The SUSTAIN 6 and LEADER cardiovascular (CV) outcome trials indicated that the glucagon-like peptide-1 analogues semaglutide and liraglutide may provide renal as well as CV benefits. This post-hoc analysis investigated the degree to which the observed renoprotective effects could be mediated by glycated hemoglobin (A1C), systolic blood pressure (SBP) and body weight (BW).

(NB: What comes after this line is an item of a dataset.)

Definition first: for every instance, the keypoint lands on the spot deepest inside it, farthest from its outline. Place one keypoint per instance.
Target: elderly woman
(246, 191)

SUSTAIN 6 (N=3297, NCT01720446) and LEADER (N=9340, NCT01179048) assessed CV, renal and safety outcomes for semaglutide and liraglutide versus placebo in patients with type 2 diabetes and high CV risk. A prespecified secondary outcome in these trials was a renal composite of new onset persistent macroalbuminuria, persistent doubling of serum creatinine, need for continuous renal-replacement therapy or death due to renal disease. We performed counterfactual mediation analyses of A1C, SBP and BW using absolute values at each trial visit. The direct contribution of semaglutide/liraglutide to time to first renal event was estimated assuming that the mediator values changed to those observed in the placebo group (from baseline to 2 and 3 years in SUSTAIN 6 and LEADER, respectively). In the adjusted model for A1C, both SBP alone and in combination with BW were included as confounders. Due to the limited number of events in SUSTAIN 6, 95% confidence intervals (CIs) could not be calculated.


In SUSTAIN 6 and LEADER, the rate of a renal event was reduced by 36% (95% CI 12%;54%; P=0.005) and 22% (95% CI 8%;33%; P=0.003) in the semaglutide and liraglutide groups, respectively, versus placebo. A1C was estimated to mediate 26% and 25% (95% CI -7.1;67.3) of the benefits of semaglutide and liraglutide, respectively, whereas the contributions of SBP (22% and 9% [95% CI 2.8;22.7]) and BW (-8% and 9% [95% CI -7.9;35.5]) were smaller. In adjusted analyses, the contribution of A1C increased to 36% (SBP as confounder) and 30% (95% CI -4.5;81.1; SBP and BW as confounders) in the semaglutide and liraglutide groups, respectively.


The renal benefits of semaglutide and liraglutide appear mediated to a modest extent by changes in A1C, SBP and BW, and are therefore likely to be also driven by other, potentially direct, mechanisms.